1001 Albums You Must Hear Before You Die: 185. The Who – Live At Leeds (1970)
Once again I shall repeat my usual caveats about live albums: One, they are often just compilation albums that are acceptable to music snobs, and Two, if they are good they capture the feel of a particular time and place, otherwise they’re just albums tracks with applause at the end. Johnny Cash In Folsom was good at actually capturing the vibe, while, say, Ellington At Newport really didn’t, at least not the original release. Coming off that point is, how well does the album capture the event that you can feel like you were there, even if you weren’t?
And then, more specifically, how well does
this particular live album work?
I listened to the extended version, which
comparing the track listings is probably a much better experience than the
original, very truncated, release. It was performed at Leeds University,
according to Daltrey in one of his audience asides, their first gig in the UK
for a long time. The sound is hard and heavy, with full-on wall of noise bass,
and they do some covers of old Rock and Roll hits like Summertime Blues (but not
as heavy as the Blue Cheer version), as well as Who classics like Substitute,
My Generation, and Magic Bus. Missing from the original are a medley of tracks
from Tommy (although apparently the band did the whole lot), and the live
version of My Generation continues as a jam that includes some further themes
from Tommy, including the Hear Me, Feel Me refrain. The crowd sounds really
small from the applause, this may simply be bad recording of the ambients (when
Daltrey talks to the audience he’s often mixed really quietly as well), but The
Who give it their all even if (or perhaps because of) the small venue (although
I just checked, the venue can host 2100 people, so not that small). Blame the
sound engineer; this is probably also why Daltrey says that “we normally
feature Keith Moon singing, but today we just have to feature him”.

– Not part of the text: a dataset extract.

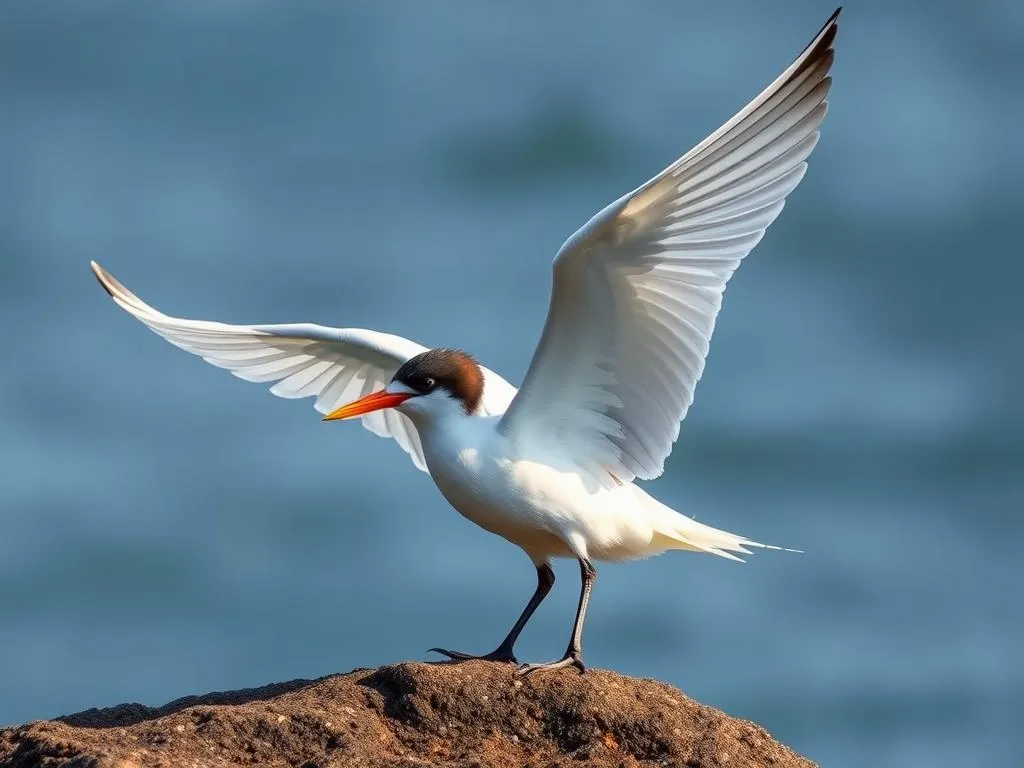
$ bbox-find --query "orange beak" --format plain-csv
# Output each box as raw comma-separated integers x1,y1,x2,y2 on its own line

There’s a track on the extended version,
I’m A Boy, which sounds to modern ears like a really progressive approach to
transgender identity – the singer is treated by their parents as a girl but
actually claims to be a boy (“but my Pa won’t admit it”). Reading up on that,
though, because I was curious, it stems from an abandoned idea for a rock opera
where parents can choose the sex of their child, and one couple order four
girls but get a boy in the mix by mistake whom they treaty as a girl. So the
singer actually is male, forced into a female identity. I guess… it kinda still
works, although it’s not Lou Reed levels of gender fluidity.